Já as funções executivas são o conjunto de processos cognitivos que permitem a regulação da cognição e do comportamento possibilitando ao sujeito realizar ações complexas. Além disso, elas também refletem as habilidades sócio-emocionais e a capacidade de avaliação de risco do indivíduo. As funções executivas são reguladas pelo córtex pré-frontal (CPF), que está dividido em dois eixos: o primeiro, relacionado a memória operacional ou de trabalho e a atenção; e o segundo, relacionado ao comportamento e emoção. O CPF recebe informações das demais áreas corticais, inclusive do sistema límbico, relacionadas à capacidade de engajamento em condutas voluntárias focalizadas a algum objetivo e a diferentes habilidades, tais como memória de trabalho, ao controle inibitório, a atenção seletiva, ao planejamento e a flexibilidade cognitiva. Tais funções desenvolvem-se ao longo da infância e da adolescência, período em que ocorre a maturação do córtex pré-frontal como foi apontado anteriormente. Comprometimentos nas funções executivas durante essa faixa etária podem estar relacionados a problemas de aprendizagem ou a distúrbios como o Transtorno de Déficit de Atenção e Hiperatividade e estão diretamente correlacionados aos estímulos provenientes dos cuidadores. Os Lobos Frontais, localizados atrás da testa, são responsáveis por funções executivas (memória de trabalho), relacionadas ao pensamento de nível mais elevado, denominado processo decisório (Gazzaniga et Al, 2006).

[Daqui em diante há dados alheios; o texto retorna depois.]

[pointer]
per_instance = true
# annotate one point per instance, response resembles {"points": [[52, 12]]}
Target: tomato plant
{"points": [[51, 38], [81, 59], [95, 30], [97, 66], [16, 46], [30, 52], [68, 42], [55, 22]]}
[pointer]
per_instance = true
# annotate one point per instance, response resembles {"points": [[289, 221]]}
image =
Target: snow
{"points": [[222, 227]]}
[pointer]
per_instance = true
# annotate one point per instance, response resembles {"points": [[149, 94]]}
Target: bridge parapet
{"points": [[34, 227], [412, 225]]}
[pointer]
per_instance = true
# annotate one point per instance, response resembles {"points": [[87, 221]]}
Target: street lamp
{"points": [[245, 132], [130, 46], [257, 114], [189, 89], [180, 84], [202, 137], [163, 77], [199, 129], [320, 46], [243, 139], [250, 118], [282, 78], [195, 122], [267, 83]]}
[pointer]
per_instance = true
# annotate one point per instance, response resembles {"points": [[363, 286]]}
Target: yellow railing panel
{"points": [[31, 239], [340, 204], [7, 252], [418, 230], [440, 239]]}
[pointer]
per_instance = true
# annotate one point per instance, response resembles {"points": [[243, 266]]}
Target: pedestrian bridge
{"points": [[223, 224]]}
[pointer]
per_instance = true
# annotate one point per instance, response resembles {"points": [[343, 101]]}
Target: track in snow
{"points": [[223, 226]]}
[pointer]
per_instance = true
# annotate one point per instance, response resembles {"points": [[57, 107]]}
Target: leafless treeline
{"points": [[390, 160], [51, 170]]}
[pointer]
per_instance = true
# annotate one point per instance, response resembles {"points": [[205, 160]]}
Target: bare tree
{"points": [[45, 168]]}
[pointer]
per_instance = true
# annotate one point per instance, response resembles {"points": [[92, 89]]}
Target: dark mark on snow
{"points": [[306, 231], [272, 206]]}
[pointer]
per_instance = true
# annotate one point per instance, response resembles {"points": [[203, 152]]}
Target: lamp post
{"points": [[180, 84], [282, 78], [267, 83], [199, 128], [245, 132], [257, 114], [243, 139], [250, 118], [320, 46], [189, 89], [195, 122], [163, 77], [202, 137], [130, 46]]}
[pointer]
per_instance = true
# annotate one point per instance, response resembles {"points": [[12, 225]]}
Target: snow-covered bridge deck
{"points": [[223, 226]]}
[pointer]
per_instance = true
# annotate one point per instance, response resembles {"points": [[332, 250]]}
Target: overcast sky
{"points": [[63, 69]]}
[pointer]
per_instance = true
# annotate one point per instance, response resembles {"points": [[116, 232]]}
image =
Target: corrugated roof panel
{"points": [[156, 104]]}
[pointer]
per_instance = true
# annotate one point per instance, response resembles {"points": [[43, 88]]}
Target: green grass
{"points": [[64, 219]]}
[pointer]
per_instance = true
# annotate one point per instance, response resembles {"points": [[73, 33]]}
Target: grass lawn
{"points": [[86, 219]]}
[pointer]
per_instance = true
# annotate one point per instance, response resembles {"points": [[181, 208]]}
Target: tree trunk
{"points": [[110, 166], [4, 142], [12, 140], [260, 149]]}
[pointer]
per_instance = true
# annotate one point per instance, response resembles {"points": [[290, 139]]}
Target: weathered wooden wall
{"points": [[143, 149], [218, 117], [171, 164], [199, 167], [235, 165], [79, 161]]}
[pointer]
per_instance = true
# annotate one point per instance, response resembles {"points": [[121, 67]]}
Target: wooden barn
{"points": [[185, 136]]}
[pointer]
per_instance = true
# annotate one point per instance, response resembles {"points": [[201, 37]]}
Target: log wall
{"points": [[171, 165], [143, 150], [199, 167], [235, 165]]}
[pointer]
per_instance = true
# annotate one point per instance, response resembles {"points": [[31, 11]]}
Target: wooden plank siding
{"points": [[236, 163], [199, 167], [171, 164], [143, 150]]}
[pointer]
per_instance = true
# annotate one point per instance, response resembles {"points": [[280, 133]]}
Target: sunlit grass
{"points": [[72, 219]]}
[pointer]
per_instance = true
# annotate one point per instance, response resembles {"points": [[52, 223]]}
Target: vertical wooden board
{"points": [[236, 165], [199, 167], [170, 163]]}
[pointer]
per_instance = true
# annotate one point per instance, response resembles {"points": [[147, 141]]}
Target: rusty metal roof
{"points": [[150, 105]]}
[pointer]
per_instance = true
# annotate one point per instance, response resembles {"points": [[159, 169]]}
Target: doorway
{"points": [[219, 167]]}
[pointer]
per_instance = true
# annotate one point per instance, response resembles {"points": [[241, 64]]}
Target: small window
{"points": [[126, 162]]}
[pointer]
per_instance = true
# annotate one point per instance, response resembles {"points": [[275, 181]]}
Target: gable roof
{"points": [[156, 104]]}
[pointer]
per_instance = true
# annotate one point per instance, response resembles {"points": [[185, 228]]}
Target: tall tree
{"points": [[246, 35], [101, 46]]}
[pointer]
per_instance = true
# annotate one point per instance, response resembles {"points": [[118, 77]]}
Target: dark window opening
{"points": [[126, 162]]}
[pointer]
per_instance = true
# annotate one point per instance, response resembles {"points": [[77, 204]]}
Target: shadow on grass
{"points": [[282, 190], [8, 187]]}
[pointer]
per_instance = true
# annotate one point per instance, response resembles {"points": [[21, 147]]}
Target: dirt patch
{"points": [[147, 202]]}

É importante ressaltar que um indivíduo somente atinge sua autonomia total como ser se buscar o seu desenvolvimento em três dimensões: cognitiva, socioemocional e espiritual (PEC, 2014).


CONCLUSÕES

A partir desta reflexão chegamos à conclusão que a compreenção de como o cérebro adquire memórias, como gerencia as informações que chegam a ele, como constrói a inteligência emocional do indivíduo e quais os fatores que influenciam estes processos, tornou mais fácil criar atividades de tratamento penal que podem se estruturar em programas de políticas públicas que vizem reduzir a vulnerabilidade psicossocial dos apenados, auxiliando-o no processo de socialização e reintegração saudável a sociedade.